Figure 3. On the left is the “Culmann crane” with the trajectories of the main tensions indicated; on the right is a Meyer sketch of the trabecular architecture of a longitudinal section of a proximal human femur. Both the femur and the “Culmann crane” are loaded on their cantilevered ends, as illustrated below on the right (from a Wolff table, 1872) 
Wolff, observing the similarity between the trends of the main tensions in the curved bar and the trajectories followed by the cancellous bone, became convinced of the correspondence between the structure of the bone and the trajectories designed by Culmann.
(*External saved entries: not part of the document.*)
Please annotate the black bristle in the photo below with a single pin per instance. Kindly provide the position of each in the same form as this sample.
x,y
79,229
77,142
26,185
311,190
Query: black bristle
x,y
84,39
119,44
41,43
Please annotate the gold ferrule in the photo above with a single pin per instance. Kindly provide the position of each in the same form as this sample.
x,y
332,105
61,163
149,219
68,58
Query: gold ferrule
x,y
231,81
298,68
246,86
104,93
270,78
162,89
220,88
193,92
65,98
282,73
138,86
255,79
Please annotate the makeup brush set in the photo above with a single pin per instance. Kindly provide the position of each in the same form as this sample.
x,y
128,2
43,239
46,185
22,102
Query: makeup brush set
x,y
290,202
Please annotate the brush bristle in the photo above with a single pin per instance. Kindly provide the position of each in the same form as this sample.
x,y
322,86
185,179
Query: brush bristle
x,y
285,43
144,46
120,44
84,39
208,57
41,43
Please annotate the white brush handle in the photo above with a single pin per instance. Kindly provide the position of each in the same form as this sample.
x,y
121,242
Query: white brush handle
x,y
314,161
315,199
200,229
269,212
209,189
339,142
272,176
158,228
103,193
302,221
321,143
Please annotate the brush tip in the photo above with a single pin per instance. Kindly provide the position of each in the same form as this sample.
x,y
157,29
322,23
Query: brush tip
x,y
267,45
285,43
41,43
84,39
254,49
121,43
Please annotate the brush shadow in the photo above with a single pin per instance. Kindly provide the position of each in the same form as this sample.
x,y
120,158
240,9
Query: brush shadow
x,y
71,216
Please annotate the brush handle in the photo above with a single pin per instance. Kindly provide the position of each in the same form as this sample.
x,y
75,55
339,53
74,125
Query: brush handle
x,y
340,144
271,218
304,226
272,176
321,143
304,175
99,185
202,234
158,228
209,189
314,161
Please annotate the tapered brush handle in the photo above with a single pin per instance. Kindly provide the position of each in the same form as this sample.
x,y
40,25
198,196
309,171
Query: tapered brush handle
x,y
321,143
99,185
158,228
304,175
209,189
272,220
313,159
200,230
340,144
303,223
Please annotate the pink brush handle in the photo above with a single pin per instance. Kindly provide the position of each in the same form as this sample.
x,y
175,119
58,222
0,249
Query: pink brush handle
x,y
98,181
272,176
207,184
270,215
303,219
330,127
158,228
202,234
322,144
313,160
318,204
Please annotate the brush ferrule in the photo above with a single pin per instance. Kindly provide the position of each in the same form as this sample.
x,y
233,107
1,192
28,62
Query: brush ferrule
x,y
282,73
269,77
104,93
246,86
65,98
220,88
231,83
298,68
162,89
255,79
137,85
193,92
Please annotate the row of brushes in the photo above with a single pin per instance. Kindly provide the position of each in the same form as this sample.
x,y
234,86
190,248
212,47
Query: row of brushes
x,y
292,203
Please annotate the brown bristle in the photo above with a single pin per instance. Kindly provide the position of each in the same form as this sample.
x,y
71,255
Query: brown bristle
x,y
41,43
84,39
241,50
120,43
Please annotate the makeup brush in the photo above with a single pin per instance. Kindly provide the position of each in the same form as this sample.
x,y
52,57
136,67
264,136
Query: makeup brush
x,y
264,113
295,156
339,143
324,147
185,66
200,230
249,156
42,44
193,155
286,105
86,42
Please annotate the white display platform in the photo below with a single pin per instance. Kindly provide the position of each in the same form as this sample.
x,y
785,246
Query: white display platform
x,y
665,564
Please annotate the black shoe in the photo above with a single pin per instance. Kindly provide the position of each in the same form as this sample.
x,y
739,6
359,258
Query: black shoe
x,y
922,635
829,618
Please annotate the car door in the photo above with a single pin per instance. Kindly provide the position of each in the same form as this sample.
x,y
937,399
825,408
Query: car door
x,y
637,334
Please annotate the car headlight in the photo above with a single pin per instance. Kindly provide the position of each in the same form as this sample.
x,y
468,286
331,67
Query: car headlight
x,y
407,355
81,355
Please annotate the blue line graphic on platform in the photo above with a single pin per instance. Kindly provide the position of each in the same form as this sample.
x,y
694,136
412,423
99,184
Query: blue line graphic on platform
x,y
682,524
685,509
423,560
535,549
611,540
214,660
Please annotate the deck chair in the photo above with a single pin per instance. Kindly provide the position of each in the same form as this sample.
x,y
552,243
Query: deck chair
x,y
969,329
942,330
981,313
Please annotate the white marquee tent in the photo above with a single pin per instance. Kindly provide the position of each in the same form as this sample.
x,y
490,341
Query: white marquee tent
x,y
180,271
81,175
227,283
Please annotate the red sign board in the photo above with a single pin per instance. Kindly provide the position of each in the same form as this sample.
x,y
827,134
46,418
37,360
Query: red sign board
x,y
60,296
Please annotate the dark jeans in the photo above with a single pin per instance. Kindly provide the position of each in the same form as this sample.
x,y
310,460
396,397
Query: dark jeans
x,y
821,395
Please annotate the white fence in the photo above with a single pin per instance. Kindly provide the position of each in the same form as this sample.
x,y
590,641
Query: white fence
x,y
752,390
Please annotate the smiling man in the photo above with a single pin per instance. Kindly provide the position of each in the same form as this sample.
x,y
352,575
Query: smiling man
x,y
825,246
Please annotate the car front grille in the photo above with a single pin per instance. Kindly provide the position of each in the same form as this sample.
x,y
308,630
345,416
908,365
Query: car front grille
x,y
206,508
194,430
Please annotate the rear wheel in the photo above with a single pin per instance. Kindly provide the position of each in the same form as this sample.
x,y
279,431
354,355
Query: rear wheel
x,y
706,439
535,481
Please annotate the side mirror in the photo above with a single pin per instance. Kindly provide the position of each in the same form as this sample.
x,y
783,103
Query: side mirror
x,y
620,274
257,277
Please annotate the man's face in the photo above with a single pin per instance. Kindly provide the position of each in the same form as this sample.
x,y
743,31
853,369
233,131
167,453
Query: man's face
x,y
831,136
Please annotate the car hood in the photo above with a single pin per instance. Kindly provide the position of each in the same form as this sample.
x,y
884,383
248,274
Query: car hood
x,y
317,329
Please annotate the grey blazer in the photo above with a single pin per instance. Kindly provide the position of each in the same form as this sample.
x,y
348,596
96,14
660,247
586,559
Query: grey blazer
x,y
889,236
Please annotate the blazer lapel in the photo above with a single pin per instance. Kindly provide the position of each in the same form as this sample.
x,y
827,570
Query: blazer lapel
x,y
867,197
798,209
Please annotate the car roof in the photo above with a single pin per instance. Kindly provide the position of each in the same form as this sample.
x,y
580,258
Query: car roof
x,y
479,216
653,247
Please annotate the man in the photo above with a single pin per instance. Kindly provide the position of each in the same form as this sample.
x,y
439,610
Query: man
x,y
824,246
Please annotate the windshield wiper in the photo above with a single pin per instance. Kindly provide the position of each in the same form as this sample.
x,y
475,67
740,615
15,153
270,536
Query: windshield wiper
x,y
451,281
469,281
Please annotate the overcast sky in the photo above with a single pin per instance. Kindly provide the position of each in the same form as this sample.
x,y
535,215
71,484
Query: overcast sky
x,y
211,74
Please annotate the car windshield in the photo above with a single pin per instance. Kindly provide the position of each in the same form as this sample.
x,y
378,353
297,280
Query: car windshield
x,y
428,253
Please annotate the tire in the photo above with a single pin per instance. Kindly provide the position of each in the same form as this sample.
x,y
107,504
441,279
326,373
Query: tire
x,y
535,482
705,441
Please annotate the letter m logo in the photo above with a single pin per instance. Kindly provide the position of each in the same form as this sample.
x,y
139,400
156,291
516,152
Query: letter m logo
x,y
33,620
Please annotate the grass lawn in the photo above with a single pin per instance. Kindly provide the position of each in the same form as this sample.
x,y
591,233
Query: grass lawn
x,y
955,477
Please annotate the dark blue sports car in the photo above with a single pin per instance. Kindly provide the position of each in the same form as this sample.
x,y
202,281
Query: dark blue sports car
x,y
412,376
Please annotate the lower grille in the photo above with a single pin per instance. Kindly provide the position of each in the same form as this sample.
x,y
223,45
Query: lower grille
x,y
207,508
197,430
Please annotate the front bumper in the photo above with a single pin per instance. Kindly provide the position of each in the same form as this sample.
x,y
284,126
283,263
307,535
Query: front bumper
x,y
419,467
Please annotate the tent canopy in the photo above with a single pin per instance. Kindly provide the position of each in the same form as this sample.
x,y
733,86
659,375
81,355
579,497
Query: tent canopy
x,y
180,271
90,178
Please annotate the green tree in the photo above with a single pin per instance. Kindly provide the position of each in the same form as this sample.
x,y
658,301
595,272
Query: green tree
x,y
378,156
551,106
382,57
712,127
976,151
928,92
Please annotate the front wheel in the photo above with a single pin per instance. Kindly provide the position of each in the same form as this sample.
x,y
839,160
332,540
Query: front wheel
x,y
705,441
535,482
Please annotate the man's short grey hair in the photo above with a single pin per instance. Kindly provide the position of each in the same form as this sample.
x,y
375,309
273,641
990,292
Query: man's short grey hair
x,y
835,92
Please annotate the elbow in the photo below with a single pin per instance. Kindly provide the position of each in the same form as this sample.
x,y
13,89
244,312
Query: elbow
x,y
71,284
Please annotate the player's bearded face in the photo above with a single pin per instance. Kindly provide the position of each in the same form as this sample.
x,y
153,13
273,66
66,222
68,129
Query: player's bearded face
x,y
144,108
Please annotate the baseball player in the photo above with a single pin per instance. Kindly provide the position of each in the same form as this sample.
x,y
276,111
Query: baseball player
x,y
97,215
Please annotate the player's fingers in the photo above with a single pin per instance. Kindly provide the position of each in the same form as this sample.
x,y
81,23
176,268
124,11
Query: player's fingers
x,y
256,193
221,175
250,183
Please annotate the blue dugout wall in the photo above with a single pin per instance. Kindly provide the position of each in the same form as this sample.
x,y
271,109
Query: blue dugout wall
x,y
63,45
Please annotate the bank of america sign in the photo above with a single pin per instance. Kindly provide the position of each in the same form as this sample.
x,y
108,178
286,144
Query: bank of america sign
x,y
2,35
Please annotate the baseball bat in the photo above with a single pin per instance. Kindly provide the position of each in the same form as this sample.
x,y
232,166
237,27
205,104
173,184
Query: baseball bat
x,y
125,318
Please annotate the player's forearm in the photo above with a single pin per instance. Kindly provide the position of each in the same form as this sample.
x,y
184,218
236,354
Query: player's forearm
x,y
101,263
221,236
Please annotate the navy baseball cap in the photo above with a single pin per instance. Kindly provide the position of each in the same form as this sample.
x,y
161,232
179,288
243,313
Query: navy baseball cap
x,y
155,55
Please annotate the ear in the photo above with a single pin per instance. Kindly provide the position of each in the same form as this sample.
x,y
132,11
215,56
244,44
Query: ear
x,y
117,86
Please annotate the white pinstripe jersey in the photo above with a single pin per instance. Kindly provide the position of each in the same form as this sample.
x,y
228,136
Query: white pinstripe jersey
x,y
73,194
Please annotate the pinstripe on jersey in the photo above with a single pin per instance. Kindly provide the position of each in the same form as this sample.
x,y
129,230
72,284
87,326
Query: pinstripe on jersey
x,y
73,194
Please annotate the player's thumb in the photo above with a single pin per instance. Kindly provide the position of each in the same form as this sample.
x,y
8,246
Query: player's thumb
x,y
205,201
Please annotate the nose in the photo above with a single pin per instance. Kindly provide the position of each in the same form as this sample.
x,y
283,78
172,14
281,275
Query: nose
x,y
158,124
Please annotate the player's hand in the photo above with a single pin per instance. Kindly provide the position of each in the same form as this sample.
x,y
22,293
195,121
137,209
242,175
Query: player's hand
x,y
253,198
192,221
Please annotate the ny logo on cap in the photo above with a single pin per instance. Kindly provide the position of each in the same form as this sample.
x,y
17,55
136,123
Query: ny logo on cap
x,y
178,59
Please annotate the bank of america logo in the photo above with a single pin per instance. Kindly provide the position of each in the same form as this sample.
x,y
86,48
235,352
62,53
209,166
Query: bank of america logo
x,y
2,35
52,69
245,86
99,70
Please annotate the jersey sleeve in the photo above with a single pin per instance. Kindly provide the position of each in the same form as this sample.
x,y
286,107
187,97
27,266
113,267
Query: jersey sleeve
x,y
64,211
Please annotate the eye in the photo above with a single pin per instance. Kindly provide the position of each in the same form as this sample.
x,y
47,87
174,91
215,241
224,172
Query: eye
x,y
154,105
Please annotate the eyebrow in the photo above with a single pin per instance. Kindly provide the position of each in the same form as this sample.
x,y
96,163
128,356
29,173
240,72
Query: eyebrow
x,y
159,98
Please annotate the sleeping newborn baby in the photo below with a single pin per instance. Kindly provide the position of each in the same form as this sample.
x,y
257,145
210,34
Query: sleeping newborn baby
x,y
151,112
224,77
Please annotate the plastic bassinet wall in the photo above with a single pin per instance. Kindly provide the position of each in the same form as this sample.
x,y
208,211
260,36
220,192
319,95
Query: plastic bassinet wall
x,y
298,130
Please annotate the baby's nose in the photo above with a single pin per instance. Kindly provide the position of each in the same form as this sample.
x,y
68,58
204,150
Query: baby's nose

On this basis he founded his “law of bone transformation”, which together with the “hypothesis of the trajectory structure” of the trabecular bone is known as Wolff’s law (developed between 1869 and 1892); in it Wollf states that “under load and following pathological alterations of the external form of the bone elements, the transformation of the architecture of the bone follows mathematical laws” (1984) . In the trajectory hypothesis of trabecular bone he argues that the distribution and orientation of the trabeculae alters with varying loading history      (fig. 4).
Figure 4. Trabecular trajectory structure in rachitic bones and in bones that have suffered a fracture that has not been reduced 
Roux in 1880  developed the principle of functional adaptation, trying to interpret Wolff’s trajectories as a result of a functional adaptation of the bone; even if this theory was later not entirely convincing, an important basic idea emerges in his work: the formation and reabsorption of bone are controlled by a biological process that depends on a state of local tension.
In those years also the works of Rauber (1876)  appeared, whose studies revealed the viscoelastic nature of bone tissue, by Messerer (1880) , who was the first to analyze the behavior at break under different stresses of whole bone elements (mandibles, femurs, shins, clavicles, skulls, etc.), observing their dependence on age and sex and introducing the concept of fracture mechanics, by Hülsen (1896) , who first recognized bone as anisotropic material; later the topic lost interest, until it became an active field of research in the 1960s.
It can now be considered proven that the bone can be studied, from the mechanical point of view, as a material of engineering. This conviction was reached when the possibility of carrying out measurements on human body tissues that were able to characterize them mechanically occurred, providing results in numerical and graphic form similar to those available for engineering materials; in other words when it was possible to move from a qualitative study of the human body to its quantitative study   .
The knowledge of the mechanical characteristics of the bone tissue, in particular as regards its behavior under load, is undoubtedly fundamental both to be able to carry out the study in the various physiological and pathological conditions, and to be able to search for replacement materials, and to be able to study the possibility of coupling with other materials.